Customer service is more than just being nice to people. In fact, there are three sides to consider if you want to really deliver something superb. Here they are:
- your strategy, the what, why and how of what you are aiming to achieve;
- your people – the people who are going to deliver it,
- your customer – and what they want out of it.
Each of the three is equally important.
Customer service must now be at the absolute heart of what any company does. This is now the keystone to success or failure. Your brand reputation relies on it. It is the key to winning long term, loyal customers.
There is also a new phrase to consider: customer success. In case you are unfamiliar with this one, it means ensuring the customer gets the optimum use or experience from what you supply them with. If they buy a new vacuum cleaner, for example, they need to use it in the right way, to get the best results, with the minimum of ease if their satisfaction with your brand is to be optimized.
A good FAQ page is increasingly relevant to businesses to enable the customer to get quick and easy answers to their queries. Good news for companies as well. When this is thought through properly, an FAQ page on your web site has to be one of the cheapest ways going of increasing that customer satisfaction aka success. Customers not only get the answers they want but feel good, empowered in the process of doing so.

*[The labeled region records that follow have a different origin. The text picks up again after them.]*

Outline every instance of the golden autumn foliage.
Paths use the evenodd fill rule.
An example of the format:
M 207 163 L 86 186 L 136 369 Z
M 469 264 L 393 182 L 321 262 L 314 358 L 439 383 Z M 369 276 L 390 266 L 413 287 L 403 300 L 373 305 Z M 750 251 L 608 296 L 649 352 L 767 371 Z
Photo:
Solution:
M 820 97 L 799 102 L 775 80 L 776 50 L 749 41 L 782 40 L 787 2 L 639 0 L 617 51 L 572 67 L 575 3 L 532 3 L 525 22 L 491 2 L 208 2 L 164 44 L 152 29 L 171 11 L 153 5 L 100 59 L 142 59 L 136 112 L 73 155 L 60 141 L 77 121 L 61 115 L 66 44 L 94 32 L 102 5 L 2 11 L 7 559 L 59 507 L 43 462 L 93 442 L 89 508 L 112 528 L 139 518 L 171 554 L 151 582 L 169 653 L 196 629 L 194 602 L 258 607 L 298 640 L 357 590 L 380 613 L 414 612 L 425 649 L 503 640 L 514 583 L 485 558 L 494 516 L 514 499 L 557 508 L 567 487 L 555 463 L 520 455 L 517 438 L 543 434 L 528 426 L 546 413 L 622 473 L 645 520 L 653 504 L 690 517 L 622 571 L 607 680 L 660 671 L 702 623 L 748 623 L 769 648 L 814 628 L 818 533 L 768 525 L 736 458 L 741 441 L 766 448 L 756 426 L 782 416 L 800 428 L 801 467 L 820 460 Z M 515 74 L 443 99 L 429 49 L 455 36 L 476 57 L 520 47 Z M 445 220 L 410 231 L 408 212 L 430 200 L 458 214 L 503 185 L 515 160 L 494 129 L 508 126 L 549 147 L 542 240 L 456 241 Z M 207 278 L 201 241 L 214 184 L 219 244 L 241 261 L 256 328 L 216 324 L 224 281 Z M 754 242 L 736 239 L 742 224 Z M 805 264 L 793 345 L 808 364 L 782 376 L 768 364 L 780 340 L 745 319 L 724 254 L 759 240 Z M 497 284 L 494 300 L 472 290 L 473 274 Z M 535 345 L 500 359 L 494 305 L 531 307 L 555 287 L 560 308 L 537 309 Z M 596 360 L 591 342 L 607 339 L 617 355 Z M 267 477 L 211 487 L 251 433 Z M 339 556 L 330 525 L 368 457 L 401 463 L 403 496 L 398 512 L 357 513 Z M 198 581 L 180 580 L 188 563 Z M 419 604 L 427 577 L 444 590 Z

There is no doubt that technology can help serve customers. It is cheap and time saving for repetitive queries and simple tasks. But sometimes we still want contact with real live humans as part of the customer’ experience.
Your customer service team
Your real-life customer service team needs to be very special indeed. One thing you can do to help this immediately is to treat them like royalty. You need to show them the love! The more they adore working for your company, the better they will do at their jobs, because their pleasure in the association with the company will shine through to the customer.
They have to be informed as well. Ongoing training is well worth considering from somewhere like the Institute of Customer Service. But in addition, they need to know about the product.
Your customers are wised up; they know their rights, your competition, your market, and probably a whole lot about your offering already too. So your customer service team really needs to know their stuff not to be caught out.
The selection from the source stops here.